Part 1; the history of the US Route System over Targhee Pass
Targhee Pass is a 7,072 foot high mountain pass located in the Henry Lake Mountains (part of the Rocky Mountains) of Targhee National Forest. Targhee Pass is part of the Continental Divide and marks the boundary of the Idaho/Montana State Line. Historically Targhee Pass is most well known for the Nez Perce War during which Chief Joseph utilized the pass circa 1877 to evade the U.S. Cavalry.
The Henry Lake Mountains became relevant as a modern transportation corridor when West Yellowstone was plotted by the Oregon Short Line Railroad as it's eastern terminus during November of 1907. The Oregon Short Line Railroad subsequently completed it's line to West Yellowstone by June of 1908. The rail terminus of the Oregon Short Line Railroad in West Yellowstone was the head of a stage road via the Madison River into Yellowstone National Park. The Oregon Short Line Railroad bypassed Targhee Pass for the more favorable grades of nearby Reas Pass located southeast of modern US Route 20 ("US 20"). The Oregon Short Line Railroad can be seen terminating in West Yellowstone on the 1912 Rand McNally Map of Montana.
During the emergence of the automobile the Oregon Short Line Railroad was supplemented by a highway over Targhee Pass. The 1924 Rand McNally Map of Montana, Wyoming, Colorado, Idaho, Utah and Nevada shows the Banff-Grand Canyon National Highway and Salt Lake-Yellowstone Highway aligned over Targhee Pass.
The US Route System was created on November 11th, 1926 as a replacement for the preexisting Auto Trails. US 191 was selected to be aligned from the western entrance of Yellowstone National Park towards Idaho Falls via Targhee Pass. The 1927 National Company Map displays US 191 utilizing Targhee Pass and terminating at West Yellowstone via Idaho State Route 29.
US 191was extended north from West Yellowstone to Bozeman circa 1934. The extension of US 191 towards Bozeman left no US Route reaching the western entrance of Yellowstone National Park. US 191 can be seen on the 1937 Gousha Map of Idaho extending north of West Yellowstone through the Gallatin Mountains.
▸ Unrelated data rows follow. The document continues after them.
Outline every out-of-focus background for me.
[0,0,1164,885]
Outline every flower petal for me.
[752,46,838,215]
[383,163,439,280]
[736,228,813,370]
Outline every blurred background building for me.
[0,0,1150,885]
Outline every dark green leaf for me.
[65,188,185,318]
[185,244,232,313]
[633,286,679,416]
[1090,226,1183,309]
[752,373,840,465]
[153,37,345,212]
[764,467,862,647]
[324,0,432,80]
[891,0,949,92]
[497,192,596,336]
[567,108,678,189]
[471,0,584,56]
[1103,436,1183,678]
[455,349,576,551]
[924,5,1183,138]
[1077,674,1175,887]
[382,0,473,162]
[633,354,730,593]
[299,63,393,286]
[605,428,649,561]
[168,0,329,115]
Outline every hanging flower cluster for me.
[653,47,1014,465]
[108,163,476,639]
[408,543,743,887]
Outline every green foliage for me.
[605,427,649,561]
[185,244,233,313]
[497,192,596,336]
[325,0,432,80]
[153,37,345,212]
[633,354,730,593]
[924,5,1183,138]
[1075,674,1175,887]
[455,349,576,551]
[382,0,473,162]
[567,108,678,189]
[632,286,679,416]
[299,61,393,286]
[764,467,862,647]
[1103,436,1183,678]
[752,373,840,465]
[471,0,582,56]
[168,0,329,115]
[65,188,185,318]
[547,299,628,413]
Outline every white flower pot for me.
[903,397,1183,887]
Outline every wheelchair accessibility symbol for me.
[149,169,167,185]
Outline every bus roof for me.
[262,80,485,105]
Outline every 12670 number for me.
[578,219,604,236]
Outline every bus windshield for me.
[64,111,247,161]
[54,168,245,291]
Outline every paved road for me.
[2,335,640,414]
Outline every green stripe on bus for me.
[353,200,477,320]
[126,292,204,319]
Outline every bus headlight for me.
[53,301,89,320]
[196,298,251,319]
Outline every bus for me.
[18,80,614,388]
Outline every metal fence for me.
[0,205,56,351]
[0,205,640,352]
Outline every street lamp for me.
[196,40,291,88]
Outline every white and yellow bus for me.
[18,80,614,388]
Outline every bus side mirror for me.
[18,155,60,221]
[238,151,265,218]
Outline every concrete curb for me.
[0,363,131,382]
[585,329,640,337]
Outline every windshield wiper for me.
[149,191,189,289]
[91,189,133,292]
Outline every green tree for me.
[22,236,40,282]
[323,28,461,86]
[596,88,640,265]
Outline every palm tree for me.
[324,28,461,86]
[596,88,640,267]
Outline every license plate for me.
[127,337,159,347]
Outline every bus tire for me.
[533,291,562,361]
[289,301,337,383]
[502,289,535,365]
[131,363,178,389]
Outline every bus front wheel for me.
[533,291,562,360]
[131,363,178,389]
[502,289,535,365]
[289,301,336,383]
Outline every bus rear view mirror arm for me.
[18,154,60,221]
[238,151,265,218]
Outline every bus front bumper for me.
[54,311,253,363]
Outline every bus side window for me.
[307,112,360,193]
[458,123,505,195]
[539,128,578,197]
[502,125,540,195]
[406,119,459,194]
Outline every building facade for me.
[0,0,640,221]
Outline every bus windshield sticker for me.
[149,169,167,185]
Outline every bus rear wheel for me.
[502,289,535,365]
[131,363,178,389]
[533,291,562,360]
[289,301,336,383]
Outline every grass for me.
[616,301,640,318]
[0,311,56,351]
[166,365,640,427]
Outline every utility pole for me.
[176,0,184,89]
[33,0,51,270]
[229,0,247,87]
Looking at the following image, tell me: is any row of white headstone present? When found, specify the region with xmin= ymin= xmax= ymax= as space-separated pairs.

On October 30th, 1940 Idaho Department of Public Works acknowledged in a letter to the AASHO that US 20 had been extended through West Yellowstone via multiplex of US 191 to Sugar City. The AASHO description of US 20 had it jog west via Idaho State Route 28 to Sage Junction to reach US 91. The Idaho Department of Public Works requested US 20 be clarified to multiplex US 191 to Blackfoot (through Idaho Falls) to reach US 91 due to Idaho State Route 28 not being constructed to Sage Junction.
1944 State Farm Map of Idaho shows US 20/US 191 multiplexing from West Yellowstone to US 91 in Idaho Falls.